You are viewing a plain text version of this content. The canonical link for it is here.
Posted to common-issues@hadoop.apache.org by "Xiao Chen (JIRA)" <ji...@apache.org> on 2017/08/05 04:03:00 UTC

[jira] [Comment Edited] (HADOOP-14727) Socket not closed properly when reading Configurations with BlockReaderRemote

    [ https://issues.apache.org/jira/browse/HADOOP-14727?page=com.atlassian.jira.plugin.system.issuetabpanels:comment-tabpanel&focusedCommentId=16115260#comment-16115260 ] 

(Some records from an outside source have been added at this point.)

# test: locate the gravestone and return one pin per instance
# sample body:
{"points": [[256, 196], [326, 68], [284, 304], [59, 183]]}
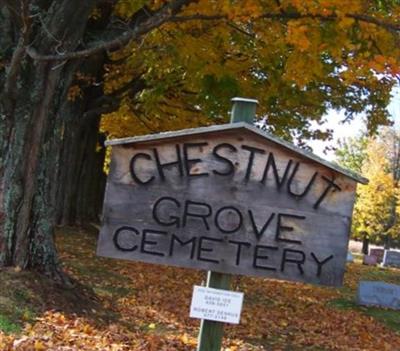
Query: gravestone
{"points": [[229, 199], [391, 258], [379, 294], [370, 260], [378, 253], [350, 257]]}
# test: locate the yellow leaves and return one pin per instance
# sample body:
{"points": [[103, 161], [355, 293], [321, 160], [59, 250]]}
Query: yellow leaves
{"points": [[297, 35]]}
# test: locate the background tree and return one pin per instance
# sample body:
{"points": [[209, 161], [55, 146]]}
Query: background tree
{"points": [[376, 210], [181, 58]]}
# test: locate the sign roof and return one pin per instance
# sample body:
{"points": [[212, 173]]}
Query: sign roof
{"points": [[244, 127]]}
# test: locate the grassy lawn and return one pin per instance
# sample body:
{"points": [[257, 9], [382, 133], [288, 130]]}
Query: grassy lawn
{"points": [[118, 305]]}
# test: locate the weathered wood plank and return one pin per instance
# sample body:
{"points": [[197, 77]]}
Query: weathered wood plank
{"points": [[212, 208]]}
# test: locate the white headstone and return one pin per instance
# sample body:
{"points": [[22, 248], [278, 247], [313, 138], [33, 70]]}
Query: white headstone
{"points": [[379, 294]]}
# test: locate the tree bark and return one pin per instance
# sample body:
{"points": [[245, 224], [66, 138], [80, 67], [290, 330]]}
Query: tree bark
{"points": [[82, 179], [31, 142]]}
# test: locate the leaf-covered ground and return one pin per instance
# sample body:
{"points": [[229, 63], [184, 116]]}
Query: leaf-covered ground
{"points": [[119, 305]]}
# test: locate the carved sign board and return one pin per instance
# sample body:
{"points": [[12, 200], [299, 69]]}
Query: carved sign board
{"points": [[379, 294], [229, 199]]}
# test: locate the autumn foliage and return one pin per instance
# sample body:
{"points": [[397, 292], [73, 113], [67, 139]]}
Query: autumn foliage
{"points": [[145, 307], [298, 58]]}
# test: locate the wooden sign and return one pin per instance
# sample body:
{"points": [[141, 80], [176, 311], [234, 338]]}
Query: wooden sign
{"points": [[229, 199], [216, 305], [379, 294]]}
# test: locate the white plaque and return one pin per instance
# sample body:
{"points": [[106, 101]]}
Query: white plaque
{"points": [[216, 305]]}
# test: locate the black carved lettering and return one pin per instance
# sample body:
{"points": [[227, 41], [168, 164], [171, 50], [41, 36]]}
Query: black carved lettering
{"points": [[205, 208], [306, 189], [257, 256], [252, 151], [229, 164], [230, 210], [271, 164], [146, 242], [239, 245], [172, 220], [191, 241], [162, 166], [280, 227], [331, 185], [299, 260], [133, 171], [202, 249], [320, 263], [117, 240], [259, 233]]}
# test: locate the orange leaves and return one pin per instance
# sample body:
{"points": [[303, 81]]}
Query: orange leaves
{"points": [[149, 307]]}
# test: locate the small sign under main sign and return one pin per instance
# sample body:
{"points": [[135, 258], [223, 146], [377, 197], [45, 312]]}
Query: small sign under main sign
{"points": [[216, 305]]}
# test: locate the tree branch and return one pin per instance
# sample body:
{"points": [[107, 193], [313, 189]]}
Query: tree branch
{"points": [[160, 17], [392, 27], [168, 14]]}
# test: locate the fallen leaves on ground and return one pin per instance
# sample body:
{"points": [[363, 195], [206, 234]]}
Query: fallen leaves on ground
{"points": [[149, 305]]}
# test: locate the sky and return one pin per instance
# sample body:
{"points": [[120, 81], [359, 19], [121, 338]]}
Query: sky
{"points": [[345, 130]]}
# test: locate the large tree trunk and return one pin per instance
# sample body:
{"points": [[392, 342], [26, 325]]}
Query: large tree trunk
{"points": [[82, 180], [365, 244], [32, 138]]}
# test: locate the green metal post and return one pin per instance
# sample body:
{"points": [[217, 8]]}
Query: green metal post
{"points": [[211, 333]]}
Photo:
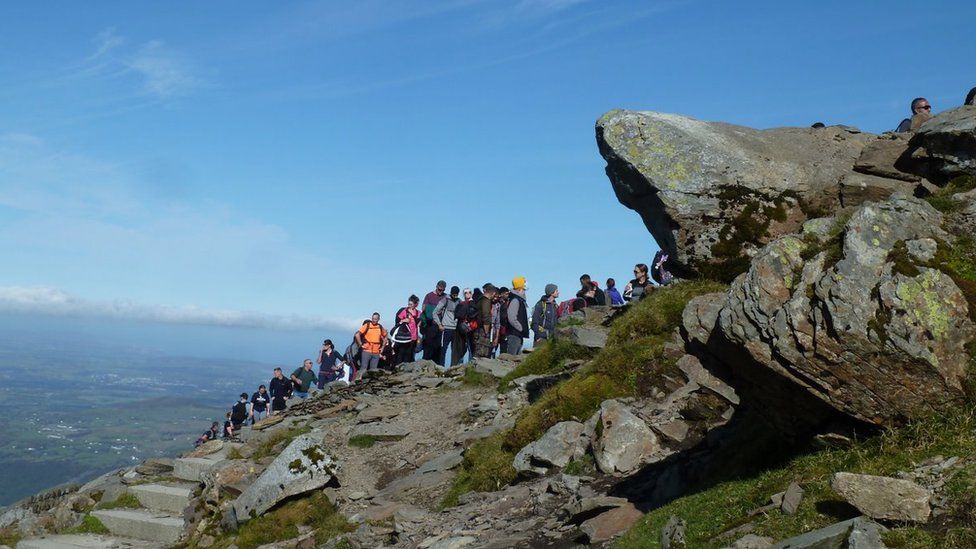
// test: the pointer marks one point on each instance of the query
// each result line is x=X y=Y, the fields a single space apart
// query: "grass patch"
x=942 y=199
x=548 y=357
x=89 y=525
x=719 y=507
x=282 y=523
x=487 y=466
x=9 y=536
x=363 y=441
x=125 y=501
x=281 y=436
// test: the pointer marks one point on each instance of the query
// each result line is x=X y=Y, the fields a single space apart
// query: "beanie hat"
x=518 y=283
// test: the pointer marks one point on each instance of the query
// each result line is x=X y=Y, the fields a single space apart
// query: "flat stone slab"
x=86 y=541
x=162 y=498
x=192 y=469
x=142 y=524
x=379 y=431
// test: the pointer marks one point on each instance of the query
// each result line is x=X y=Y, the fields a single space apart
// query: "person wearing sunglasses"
x=921 y=111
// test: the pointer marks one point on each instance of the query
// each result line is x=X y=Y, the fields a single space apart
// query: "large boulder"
x=562 y=443
x=864 y=323
x=884 y=497
x=303 y=466
x=712 y=194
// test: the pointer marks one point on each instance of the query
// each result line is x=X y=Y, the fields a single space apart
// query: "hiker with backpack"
x=590 y=291
x=498 y=306
x=372 y=339
x=616 y=300
x=482 y=334
x=446 y=323
x=640 y=286
x=431 y=331
x=406 y=332
x=516 y=321
x=466 y=315
x=544 y=314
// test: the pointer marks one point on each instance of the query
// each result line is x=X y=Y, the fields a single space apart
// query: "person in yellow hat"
x=516 y=318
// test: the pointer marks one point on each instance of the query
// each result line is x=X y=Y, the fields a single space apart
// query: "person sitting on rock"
x=239 y=413
x=259 y=404
x=544 y=314
x=209 y=434
x=921 y=111
x=280 y=390
x=228 y=427
x=640 y=286
x=302 y=379
x=596 y=295
x=329 y=360
x=616 y=299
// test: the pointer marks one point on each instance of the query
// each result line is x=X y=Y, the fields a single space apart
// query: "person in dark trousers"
x=515 y=317
x=598 y=297
x=280 y=390
x=544 y=314
x=616 y=299
x=640 y=286
x=431 y=331
x=209 y=435
x=238 y=414
x=465 y=313
x=302 y=379
x=482 y=334
x=406 y=333
x=228 y=427
x=921 y=111
x=260 y=402
x=446 y=322
x=372 y=339
x=330 y=364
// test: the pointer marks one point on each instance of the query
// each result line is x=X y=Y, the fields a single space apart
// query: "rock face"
x=712 y=193
x=302 y=467
x=562 y=443
x=947 y=144
x=624 y=442
x=884 y=497
x=860 y=321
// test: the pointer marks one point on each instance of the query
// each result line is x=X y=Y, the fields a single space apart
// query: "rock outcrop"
x=713 y=194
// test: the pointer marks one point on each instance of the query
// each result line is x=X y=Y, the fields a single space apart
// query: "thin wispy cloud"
x=165 y=73
x=47 y=300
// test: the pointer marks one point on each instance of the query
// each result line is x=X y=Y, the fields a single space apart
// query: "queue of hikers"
x=445 y=327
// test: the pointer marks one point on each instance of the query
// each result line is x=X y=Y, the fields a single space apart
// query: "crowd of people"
x=447 y=327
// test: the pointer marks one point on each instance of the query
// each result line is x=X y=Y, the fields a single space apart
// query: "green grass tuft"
x=282 y=523
x=716 y=507
x=363 y=441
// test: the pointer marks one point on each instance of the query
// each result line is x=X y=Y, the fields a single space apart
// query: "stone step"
x=87 y=541
x=162 y=498
x=142 y=524
x=191 y=468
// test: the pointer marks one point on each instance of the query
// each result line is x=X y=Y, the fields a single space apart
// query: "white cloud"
x=165 y=73
x=54 y=301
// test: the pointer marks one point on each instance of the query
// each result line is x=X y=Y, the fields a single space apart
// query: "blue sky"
x=301 y=164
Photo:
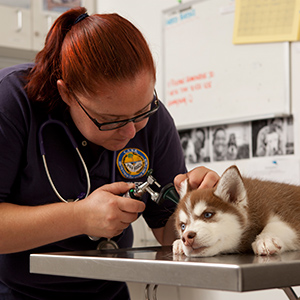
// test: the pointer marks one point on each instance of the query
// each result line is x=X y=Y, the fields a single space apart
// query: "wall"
x=147 y=16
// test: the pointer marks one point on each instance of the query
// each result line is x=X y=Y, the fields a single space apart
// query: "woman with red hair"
x=79 y=128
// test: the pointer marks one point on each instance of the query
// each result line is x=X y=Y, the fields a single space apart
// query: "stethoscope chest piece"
x=107 y=245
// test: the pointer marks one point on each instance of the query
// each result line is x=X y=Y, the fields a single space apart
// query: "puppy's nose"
x=188 y=238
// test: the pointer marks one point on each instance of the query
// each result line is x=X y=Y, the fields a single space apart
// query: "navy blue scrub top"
x=23 y=181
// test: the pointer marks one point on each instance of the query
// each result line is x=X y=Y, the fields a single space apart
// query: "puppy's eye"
x=208 y=215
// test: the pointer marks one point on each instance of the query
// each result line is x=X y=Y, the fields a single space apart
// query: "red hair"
x=100 y=49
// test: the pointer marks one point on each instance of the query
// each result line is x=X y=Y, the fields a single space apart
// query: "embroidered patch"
x=132 y=163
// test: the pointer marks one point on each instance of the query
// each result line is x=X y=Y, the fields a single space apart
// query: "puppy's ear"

Xiao Chen edited comment on HADOOP-14727 at 8/5/17 4:02 AM:
------------------------------------------------------------

+1. Checkstyles are related, but they're only 80-chars and could be fixed during commit IMO.
branch-2 backport's conflicts are also trivial, import-only.

I'll commit to trunk and branch-2 on Monday morning in case Steve and others want to comment. :)


was (Author: xiaochen):
+1. Checkstyles are related, but they're only 80-chars and could be fixed during commit.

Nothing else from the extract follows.